Government solicited and took further inputs from its agencies and public before subjecting the document to a series of internal reviews. In their contributions into strengthening the report, community radio stakeholders made submissions such as:
• The Policy should provide for a clear recognition of a three-tier structure of broadcasting in line with African Charter on Broadcasting: Pub1ic Service, Commercial and Community.
• The development of community broadcasting shall be promoted as distinct from decentralised state broadcasting.
•Broadcasters in all tiers' should be required to promote and develop local content.
•The NBC and NCC should be merged into an independent regulatory body.
•Broadcast station licensing should be fair, transparent and based on clear criteria.
•Media concentration should be discouraged.
•Community radio should be allowed to derive funding from sources, which include specific community-related commercial activities, community contributions, grants and an independent Community Radio Trust Fund.
In 2006, government undertook similar exercise as regards National Community Radio Policy when a 17-member committee was set up to produce a draft Community Radio Policy. The committee presented its report to the government in December 2006. The report made recommendations on key issues, which include:
• Access, participation and ownership: community groups and individuals should be involved in financial/other contributions and represented in the control, management and operations of community radio stations.
• Licencing: The broadcasting licence should be free, without prejudice to reasonable processing fees; application and processing should be simple, transparent and community-friendly.
• Programming, content and language: broadcasting will be in language(s) of the community served as much as possible will reflect the socio-linguistic realities of its environment; content, planning and production will be participatory, involving representatives of the audience.
• Governance and management: of the community radio should be community driven, accountable, transparent and responsive, based on efficient practices and appropriate tools; prior to establishment, the participatory methodology should be deployed in creating awareness and sensitising the people on community radio.

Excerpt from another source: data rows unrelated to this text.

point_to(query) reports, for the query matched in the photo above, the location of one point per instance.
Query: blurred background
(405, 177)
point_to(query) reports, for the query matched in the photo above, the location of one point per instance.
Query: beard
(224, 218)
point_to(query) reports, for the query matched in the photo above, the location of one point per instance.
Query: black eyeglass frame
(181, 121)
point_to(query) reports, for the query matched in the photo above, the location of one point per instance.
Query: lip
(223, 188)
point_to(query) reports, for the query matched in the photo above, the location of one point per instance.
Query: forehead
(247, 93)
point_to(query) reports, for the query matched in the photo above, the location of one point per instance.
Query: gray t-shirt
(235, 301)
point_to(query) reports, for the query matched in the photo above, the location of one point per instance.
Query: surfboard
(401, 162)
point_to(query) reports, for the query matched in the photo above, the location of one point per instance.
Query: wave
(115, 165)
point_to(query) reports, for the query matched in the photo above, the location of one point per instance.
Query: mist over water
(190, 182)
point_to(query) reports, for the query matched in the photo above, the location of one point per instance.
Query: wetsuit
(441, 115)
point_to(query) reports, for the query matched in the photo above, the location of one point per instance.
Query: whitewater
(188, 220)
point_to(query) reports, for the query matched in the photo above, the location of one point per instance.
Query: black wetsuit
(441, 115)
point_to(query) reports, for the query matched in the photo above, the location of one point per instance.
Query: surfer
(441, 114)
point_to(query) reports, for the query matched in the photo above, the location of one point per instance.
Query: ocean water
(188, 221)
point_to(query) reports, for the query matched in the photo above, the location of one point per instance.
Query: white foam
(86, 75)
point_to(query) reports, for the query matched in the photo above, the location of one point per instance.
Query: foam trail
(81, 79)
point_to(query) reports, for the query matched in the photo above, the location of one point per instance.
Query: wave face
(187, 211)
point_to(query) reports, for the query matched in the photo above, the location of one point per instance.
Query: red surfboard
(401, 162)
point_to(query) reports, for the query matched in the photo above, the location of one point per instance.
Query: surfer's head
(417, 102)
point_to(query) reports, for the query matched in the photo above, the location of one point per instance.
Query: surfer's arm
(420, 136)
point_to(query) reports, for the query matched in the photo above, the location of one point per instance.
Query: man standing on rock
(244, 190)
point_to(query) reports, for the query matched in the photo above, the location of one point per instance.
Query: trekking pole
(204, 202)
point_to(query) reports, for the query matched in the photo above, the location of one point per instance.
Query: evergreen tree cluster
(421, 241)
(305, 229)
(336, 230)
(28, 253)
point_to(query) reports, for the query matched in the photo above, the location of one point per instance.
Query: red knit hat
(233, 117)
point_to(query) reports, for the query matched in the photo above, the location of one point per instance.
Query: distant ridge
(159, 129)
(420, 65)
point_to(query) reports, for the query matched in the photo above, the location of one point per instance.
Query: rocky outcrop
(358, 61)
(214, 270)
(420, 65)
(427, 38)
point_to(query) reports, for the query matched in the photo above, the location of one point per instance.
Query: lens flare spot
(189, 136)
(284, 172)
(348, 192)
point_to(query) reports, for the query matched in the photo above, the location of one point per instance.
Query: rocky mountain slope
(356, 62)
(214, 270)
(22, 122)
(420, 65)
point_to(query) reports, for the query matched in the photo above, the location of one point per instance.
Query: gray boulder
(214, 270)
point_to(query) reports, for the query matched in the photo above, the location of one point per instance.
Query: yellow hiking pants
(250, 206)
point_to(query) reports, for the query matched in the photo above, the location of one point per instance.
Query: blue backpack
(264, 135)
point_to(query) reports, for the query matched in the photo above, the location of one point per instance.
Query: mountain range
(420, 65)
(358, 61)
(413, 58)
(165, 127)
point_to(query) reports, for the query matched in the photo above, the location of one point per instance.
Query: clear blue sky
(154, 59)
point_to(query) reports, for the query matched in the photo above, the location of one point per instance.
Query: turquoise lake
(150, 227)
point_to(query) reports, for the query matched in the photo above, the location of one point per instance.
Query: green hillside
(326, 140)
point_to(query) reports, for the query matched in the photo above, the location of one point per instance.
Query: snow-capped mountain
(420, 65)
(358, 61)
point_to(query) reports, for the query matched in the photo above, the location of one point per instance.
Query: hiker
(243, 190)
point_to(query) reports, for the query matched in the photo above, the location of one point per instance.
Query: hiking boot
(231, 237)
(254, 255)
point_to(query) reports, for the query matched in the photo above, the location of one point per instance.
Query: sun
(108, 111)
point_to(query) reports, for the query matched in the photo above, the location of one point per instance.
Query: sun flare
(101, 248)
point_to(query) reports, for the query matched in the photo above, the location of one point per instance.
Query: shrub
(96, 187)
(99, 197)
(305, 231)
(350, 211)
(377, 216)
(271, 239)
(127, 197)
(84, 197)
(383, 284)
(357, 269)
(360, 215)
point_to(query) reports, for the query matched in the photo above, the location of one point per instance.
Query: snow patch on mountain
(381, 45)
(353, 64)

•Technical arrangement: The regulator should prepare a frequency plan which ensures sufficient frequencies for community radios throughout the country 10 to 15 percent of FM broadcast frequency spectrum for community radio stations; stations should be granted transmission power of 1 00 watts, although higher levels where justified.
•Sustainability and funding: Community radio licences should be registered as not-for-profit entities with at least 60 per cent local ownership; there should be no regulatory restrictions on source of revenue other than to encourage sustainability through diversity of financing and to avoid dependence on anyone source, they shall raise funds through advertising, sponsorship and other diverse sources, although no single source should account for more than 50 percent.
•Research and capacity-building: The regulator and other stakeholders shall encourage and promote research and training into the sustainability, social and development impact of community radio.
•Monitoring and evaluation: both the regulatory body and community members should be involved in monitoring and evaluation activities.
Lawmakers are urged to fast track the completion of work on these policies while other regulatory frameworks in the statute book that are due for review are also accommodated in their renewed efforts to bequeath a functional Constitution to the country.